Forum: Flashes, Lighting, and Studio 11-09-2014, 07:24 PM  
Advice sought on brands for softboxes and stands.
Posted By Class A
Replies: 24
Views: 3,555
I can attest to that.

The day before yesterday, the wind blew over one of my softboxes but because the flash was inside, its fall was cushioned. It came away with a number of scratches but still works fine.


Makes sense to me. I build my own versions of this because otherwise my (super cheap) softboxes had a central hot spot.


So did you photograph the surface of the softbox straight on, lowering the exposure enough to see darkish areas develop?

As you want to confirm the evenness of the illumination, I'd go down with the exposure until you see some gradation.


I'm struggling to visualise this as a forward-firing design normally does not have anything inside the softbox.
Forum: Flashes, Lighting, and Studio 11-06-2014, 04:52 PM  
Advice sought on brands for softboxes and stands.
Posted By Class A
Replies: 24
Views: 3,555
Did you try to use a Fong/Stofen-style diffuser on the flash head inside the Apollo?

I'm pretty sure that with such means, you'll get light that is as soft as that from a forward-firing design with a double diffuser layer.

I see your points, but since the advent of remote-controllable flashes, I think the backward-firing design is better because it allows multiple flashes to be used in one box and gives the flashes some protection against the elements.

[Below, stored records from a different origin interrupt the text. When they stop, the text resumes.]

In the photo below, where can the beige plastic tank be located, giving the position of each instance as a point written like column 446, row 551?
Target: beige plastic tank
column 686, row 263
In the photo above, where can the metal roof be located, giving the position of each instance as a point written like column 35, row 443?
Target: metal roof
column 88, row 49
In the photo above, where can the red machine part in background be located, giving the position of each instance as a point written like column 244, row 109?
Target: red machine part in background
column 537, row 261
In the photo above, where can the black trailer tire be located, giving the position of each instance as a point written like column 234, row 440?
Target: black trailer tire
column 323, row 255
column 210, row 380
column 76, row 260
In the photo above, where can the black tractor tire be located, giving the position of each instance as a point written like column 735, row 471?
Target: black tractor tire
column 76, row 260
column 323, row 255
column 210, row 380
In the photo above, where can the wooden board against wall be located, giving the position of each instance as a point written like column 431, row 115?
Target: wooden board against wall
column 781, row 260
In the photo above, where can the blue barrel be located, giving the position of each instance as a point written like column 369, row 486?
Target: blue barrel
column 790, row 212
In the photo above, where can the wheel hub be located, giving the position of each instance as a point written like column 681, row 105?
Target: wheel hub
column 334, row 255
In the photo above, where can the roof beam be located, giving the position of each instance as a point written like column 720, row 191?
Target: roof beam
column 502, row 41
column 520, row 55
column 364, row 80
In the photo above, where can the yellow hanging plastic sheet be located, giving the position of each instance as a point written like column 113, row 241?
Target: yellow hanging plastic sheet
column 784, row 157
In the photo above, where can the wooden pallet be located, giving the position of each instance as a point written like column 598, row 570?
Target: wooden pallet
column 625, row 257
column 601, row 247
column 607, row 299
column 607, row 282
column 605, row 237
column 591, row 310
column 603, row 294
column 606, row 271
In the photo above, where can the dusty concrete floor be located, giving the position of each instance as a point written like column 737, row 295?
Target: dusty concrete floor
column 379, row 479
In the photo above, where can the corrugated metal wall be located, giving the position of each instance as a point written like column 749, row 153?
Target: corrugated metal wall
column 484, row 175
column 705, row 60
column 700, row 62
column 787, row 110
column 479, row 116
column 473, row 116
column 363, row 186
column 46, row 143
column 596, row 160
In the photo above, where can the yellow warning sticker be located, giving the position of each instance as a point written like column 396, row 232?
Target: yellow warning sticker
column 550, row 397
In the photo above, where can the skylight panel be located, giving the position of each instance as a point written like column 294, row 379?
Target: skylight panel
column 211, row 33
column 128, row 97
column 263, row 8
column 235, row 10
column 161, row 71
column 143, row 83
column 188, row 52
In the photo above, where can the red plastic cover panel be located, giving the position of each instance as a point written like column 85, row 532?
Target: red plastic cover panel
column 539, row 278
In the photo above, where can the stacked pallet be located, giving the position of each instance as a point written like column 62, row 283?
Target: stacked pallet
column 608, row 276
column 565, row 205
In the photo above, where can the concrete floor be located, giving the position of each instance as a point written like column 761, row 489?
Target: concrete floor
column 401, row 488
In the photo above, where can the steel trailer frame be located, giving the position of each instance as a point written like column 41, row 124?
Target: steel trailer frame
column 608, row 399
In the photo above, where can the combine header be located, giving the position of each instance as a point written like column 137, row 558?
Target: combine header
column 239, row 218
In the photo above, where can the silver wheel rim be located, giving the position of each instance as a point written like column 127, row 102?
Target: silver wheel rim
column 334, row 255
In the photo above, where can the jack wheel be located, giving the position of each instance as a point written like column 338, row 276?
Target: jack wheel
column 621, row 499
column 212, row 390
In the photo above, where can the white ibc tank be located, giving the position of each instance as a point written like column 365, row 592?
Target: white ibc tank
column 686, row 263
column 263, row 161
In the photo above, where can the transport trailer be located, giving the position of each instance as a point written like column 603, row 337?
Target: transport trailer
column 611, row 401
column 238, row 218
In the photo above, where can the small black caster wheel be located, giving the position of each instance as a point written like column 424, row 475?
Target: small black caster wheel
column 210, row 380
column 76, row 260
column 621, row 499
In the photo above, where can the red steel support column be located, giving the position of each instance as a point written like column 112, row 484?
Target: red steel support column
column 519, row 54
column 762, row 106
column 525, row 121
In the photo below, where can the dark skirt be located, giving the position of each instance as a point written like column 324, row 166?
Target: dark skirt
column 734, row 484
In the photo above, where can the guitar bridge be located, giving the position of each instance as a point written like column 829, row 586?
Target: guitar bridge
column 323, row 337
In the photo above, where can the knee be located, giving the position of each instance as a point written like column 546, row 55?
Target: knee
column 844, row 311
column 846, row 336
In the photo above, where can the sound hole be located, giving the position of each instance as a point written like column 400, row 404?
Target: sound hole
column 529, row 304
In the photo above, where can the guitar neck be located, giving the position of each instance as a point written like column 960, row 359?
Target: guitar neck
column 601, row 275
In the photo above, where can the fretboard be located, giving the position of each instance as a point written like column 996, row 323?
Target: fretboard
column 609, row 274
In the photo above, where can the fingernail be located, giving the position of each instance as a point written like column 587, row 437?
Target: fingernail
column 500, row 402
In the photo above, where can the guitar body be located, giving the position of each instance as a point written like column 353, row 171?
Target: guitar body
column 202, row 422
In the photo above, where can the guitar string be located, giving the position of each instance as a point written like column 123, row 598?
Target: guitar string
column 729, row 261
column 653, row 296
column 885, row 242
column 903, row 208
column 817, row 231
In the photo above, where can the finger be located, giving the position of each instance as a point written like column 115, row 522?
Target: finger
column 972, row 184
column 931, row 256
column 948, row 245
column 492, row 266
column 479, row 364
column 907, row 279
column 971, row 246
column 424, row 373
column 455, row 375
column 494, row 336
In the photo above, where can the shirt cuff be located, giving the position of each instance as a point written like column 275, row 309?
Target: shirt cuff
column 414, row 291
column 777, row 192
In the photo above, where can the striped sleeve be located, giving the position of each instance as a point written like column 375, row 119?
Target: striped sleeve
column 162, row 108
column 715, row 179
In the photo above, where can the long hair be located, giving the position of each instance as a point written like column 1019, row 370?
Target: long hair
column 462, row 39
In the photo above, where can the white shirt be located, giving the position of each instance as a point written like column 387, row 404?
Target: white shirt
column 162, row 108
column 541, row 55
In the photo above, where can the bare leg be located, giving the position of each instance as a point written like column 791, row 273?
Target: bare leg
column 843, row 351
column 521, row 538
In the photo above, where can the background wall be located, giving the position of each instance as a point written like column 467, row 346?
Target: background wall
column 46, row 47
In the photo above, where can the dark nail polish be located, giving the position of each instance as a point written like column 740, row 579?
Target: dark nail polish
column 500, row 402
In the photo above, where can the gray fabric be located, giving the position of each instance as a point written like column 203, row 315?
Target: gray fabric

Also, despite a double diffuser layer, a forward firing softbox design should have have more of a centre hot-spot issue and hence harder light. I have not validated my thoughts with respective experiments yet, but in the forward-firing design there is nothing to prevent a centre-hot spot (unless you add a beauty-dish like flag) whereas good alignment of multiple flashes or well diffused light from a single flash in a backward-firing design should give rather even illumination.

A downside of the backward-firing design is that you cannot tilt the softbox downwards much, unless you use an extra boom arm. The latter, unfortunately, appear to be pricey.